FAQ - Why does a misconfiguration cause a cold start?

The Aerospike Knowledge Base has moved to https://support.aerospike.com. Content on https://discuss.aerospike.com is being migrated to either https://support.aerospike.com or https://docs.aerospike.com. Maintenance on articles stored in this repository ceased on December 31st 2022 and this article may be stale. If you have any questions, please do not hesitate to raise a case via https://support.aerospike.com.

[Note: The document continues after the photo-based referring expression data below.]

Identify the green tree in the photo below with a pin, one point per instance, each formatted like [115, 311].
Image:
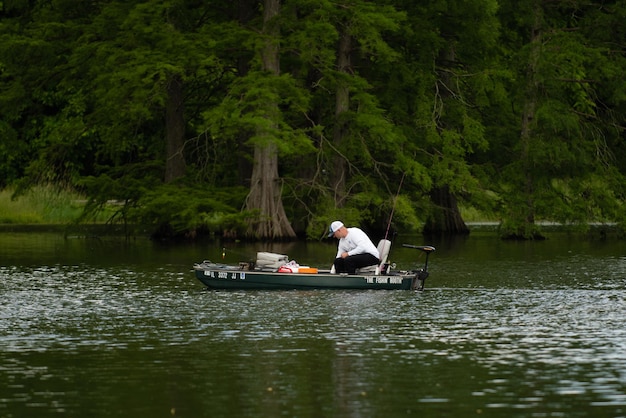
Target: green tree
[562, 151]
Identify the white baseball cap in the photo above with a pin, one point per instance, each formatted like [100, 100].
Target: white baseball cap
[334, 227]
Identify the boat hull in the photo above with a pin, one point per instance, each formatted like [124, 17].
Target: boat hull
[224, 278]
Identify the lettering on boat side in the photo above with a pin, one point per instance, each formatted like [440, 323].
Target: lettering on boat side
[383, 280]
[225, 275]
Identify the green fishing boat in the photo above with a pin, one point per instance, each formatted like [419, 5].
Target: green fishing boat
[263, 275]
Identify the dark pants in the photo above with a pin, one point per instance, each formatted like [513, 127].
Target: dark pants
[353, 262]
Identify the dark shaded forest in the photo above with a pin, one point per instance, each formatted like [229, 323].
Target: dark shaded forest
[268, 119]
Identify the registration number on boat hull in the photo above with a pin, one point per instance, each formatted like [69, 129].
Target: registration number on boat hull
[225, 275]
[383, 280]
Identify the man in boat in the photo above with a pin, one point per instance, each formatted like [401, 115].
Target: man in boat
[355, 249]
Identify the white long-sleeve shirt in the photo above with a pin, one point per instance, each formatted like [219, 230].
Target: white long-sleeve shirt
[356, 242]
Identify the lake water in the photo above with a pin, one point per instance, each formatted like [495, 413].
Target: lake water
[106, 328]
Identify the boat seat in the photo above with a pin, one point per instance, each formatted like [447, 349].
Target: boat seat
[384, 245]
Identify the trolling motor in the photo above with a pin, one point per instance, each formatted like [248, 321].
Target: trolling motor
[422, 274]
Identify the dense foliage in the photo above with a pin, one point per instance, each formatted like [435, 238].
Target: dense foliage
[267, 118]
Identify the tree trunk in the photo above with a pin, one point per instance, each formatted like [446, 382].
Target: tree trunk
[342, 105]
[447, 217]
[175, 130]
[265, 192]
[522, 225]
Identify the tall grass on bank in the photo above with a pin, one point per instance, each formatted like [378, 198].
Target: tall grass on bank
[41, 205]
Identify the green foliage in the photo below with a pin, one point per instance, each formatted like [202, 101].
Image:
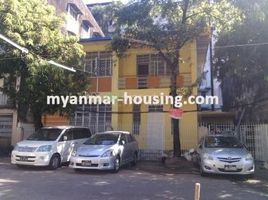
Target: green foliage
[168, 25]
[106, 15]
[34, 25]
[246, 66]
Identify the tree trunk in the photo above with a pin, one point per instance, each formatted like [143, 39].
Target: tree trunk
[37, 120]
[175, 122]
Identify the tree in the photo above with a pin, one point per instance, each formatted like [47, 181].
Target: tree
[34, 25]
[106, 15]
[245, 66]
[166, 26]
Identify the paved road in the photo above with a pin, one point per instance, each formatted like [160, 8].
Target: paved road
[128, 184]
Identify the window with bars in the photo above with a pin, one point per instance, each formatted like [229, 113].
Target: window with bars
[99, 63]
[97, 117]
[155, 108]
[136, 119]
[152, 64]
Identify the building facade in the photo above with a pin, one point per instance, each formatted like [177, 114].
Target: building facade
[140, 72]
[78, 21]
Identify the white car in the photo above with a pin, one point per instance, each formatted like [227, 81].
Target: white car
[106, 151]
[224, 154]
[49, 146]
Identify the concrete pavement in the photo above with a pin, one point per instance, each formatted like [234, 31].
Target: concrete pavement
[129, 184]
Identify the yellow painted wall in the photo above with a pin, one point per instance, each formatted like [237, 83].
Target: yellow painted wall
[126, 66]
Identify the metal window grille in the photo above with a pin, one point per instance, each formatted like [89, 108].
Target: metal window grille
[99, 63]
[136, 119]
[97, 117]
[155, 108]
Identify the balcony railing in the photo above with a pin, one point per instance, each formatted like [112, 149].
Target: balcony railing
[5, 101]
[142, 82]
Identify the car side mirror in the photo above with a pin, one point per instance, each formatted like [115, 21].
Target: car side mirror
[122, 142]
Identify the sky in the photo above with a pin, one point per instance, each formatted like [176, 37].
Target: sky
[101, 1]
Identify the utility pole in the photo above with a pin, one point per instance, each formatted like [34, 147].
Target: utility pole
[211, 67]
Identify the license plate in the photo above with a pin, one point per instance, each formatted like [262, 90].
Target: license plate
[230, 167]
[86, 163]
[23, 158]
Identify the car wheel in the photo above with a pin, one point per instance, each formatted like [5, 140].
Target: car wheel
[249, 176]
[135, 159]
[21, 166]
[78, 170]
[116, 164]
[202, 173]
[54, 162]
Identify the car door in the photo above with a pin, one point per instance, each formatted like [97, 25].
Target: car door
[65, 145]
[80, 135]
[131, 147]
[125, 150]
[200, 148]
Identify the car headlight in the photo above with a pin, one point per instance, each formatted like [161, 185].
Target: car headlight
[44, 148]
[249, 157]
[16, 148]
[74, 153]
[108, 153]
[207, 157]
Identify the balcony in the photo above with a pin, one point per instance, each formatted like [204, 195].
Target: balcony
[5, 101]
[144, 82]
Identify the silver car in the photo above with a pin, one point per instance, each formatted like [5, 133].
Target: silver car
[224, 154]
[106, 151]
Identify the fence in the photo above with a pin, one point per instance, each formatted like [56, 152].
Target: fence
[254, 136]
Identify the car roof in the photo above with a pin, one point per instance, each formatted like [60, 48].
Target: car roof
[113, 132]
[219, 135]
[63, 127]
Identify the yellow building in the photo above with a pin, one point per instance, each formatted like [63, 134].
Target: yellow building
[140, 72]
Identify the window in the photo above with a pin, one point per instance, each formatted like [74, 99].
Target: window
[73, 25]
[143, 65]
[6, 125]
[85, 31]
[158, 66]
[96, 117]
[81, 133]
[152, 64]
[99, 63]
[72, 12]
[136, 119]
[69, 134]
[155, 108]
[130, 138]
[123, 138]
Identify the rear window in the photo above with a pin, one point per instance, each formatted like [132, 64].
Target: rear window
[103, 139]
[222, 142]
[45, 134]
[81, 133]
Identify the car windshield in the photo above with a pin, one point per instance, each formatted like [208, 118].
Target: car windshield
[222, 142]
[102, 139]
[45, 134]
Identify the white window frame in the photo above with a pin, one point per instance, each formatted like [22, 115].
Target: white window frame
[93, 64]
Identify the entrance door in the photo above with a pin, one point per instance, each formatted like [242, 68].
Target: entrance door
[155, 131]
[5, 130]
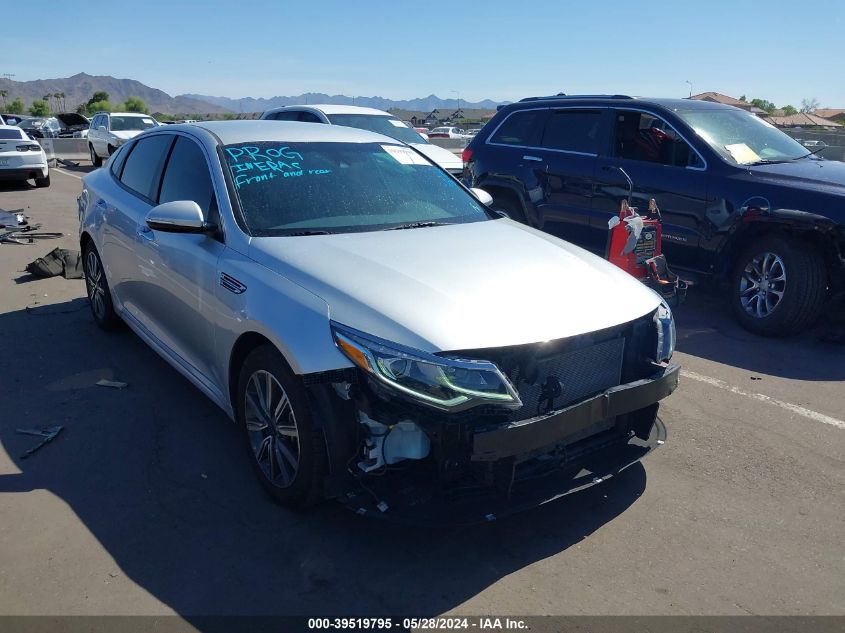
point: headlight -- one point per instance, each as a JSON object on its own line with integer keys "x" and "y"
{"x": 444, "y": 383}
{"x": 665, "y": 325}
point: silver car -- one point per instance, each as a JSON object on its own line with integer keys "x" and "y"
{"x": 377, "y": 332}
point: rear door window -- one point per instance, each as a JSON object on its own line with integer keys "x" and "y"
{"x": 644, "y": 137}
{"x": 186, "y": 177}
{"x": 142, "y": 169}
{"x": 573, "y": 131}
{"x": 523, "y": 128}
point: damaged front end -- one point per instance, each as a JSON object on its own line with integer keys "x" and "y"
{"x": 474, "y": 435}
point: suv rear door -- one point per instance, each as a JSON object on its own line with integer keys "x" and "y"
{"x": 572, "y": 138}
{"x": 662, "y": 165}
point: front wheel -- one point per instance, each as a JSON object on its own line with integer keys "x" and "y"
{"x": 778, "y": 286}
{"x": 287, "y": 451}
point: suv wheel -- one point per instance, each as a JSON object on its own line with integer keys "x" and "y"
{"x": 287, "y": 450}
{"x": 99, "y": 295}
{"x": 96, "y": 160}
{"x": 778, "y": 286}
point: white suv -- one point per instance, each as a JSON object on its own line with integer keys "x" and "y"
{"x": 109, "y": 130}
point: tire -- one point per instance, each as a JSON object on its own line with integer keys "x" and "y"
{"x": 285, "y": 448}
{"x": 509, "y": 208}
{"x": 778, "y": 286}
{"x": 99, "y": 293}
{"x": 95, "y": 160}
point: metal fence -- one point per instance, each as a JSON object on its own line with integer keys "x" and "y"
{"x": 834, "y": 139}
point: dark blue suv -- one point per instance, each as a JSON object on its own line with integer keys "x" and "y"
{"x": 741, "y": 201}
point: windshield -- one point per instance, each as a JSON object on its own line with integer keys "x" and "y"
{"x": 342, "y": 188}
{"x": 742, "y": 138}
{"x": 387, "y": 125}
{"x": 131, "y": 123}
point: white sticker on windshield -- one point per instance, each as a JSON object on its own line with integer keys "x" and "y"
{"x": 405, "y": 155}
{"x": 742, "y": 154}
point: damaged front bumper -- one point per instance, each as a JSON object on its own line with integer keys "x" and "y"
{"x": 482, "y": 468}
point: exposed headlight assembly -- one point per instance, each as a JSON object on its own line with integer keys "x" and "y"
{"x": 665, "y": 325}
{"x": 447, "y": 384}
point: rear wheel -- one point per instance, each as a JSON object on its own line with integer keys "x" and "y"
{"x": 96, "y": 160}
{"x": 778, "y": 286}
{"x": 287, "y": 450}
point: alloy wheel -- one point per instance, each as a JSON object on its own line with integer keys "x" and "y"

FAQ - Why does a misconfiguration cause a cold start?

Detail

When certain parameters are misconfigured in aerospike.conf the startup fails, as expected, however the subsequent start is a cold start as opposed to a fast start (or warm start). Why does this happen?

Answer

The answer to this question lies in the criteria Aerospike uses to determine whether a warm start is possible. A warm start or fast restart occurs when the server is able to find the primary index in shared memory. If it cannot find the primary index, Aerospike determines that it must be rebuilt from disk and so cold starts. The blocks that Aerospike looks for in shared memory are base and treex. Once these are located during startup they are discarded. On a clean shutdown, one of the shutdown tasks is to re-create those blocks so that subsequent startups can locate them.

If the parameter which is disallowed (such as setting address to something which does not match an IP address or the string any) is of an incorrect form then the startup fails before it gets to the shared memory. In that instance, base and treex will remain as they were never discarded.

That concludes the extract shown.